Let us return to the sad picture, in which people-translators will soon be left behind, become old-fashioned, and eventually will be engaged in proofreading. In the best case, the result will be a certain mediocrity. A serious artist does not begin to work with kitsch garbage, full of errors, so that, after making a couple of changes, to issue a work of art. This is not the nature of art. And translation is an art.

In my works written over many years, I have always supported the point of view on which the human brain is a machine; very complicated car; and I vigorously argued with those who said that machines are inherently incapable of understanding. There is even a school of thought that states that computers will never “have semantics”, since they are composed of “not from that material” (silicon). As for me, this is superficial nonsense. Here I will not indulge in debate, but I do not want to impress the reader that I believe that intelligence and understanding will never be available to computers. If this essay pushes such thoughts, then it is only because the technologies I discuss make no attempt to reproduce human intellect. On the contrary: they are trying to circumvent the intellect,and the resulting passages show these gaping gaps.

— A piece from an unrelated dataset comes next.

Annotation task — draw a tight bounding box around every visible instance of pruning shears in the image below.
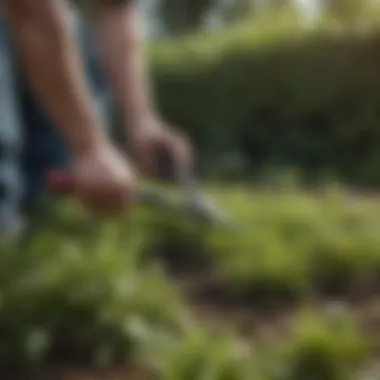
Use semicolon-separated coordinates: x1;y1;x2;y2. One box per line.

From my point of view, there is no fundamental prohibition on cars ever starting to think, becoming creative, funny, nostalgic, joyful, scared, enthusiastic, submissive, full of hope, and as a result, could make good translations between languages. There are no fundamental reasons why someday they could not successfully translate jokes, wordplay, scripts, novels, poems, and essays like this. But all this will appear only when the machines are filled with ideas, emotions and experiences, like people. And this is not yet visible. I believe that this is still very far away. At least, this person is fervently hoping for this, who has admired his whole life the depth of the human mind.

When, one day, a mechanical translator will compose a masterful novel in verses in English, using a precise rhythmic four-stop iambus, rich in thoughts, sensuality and lively lines, I understand that it is time for me to bow out.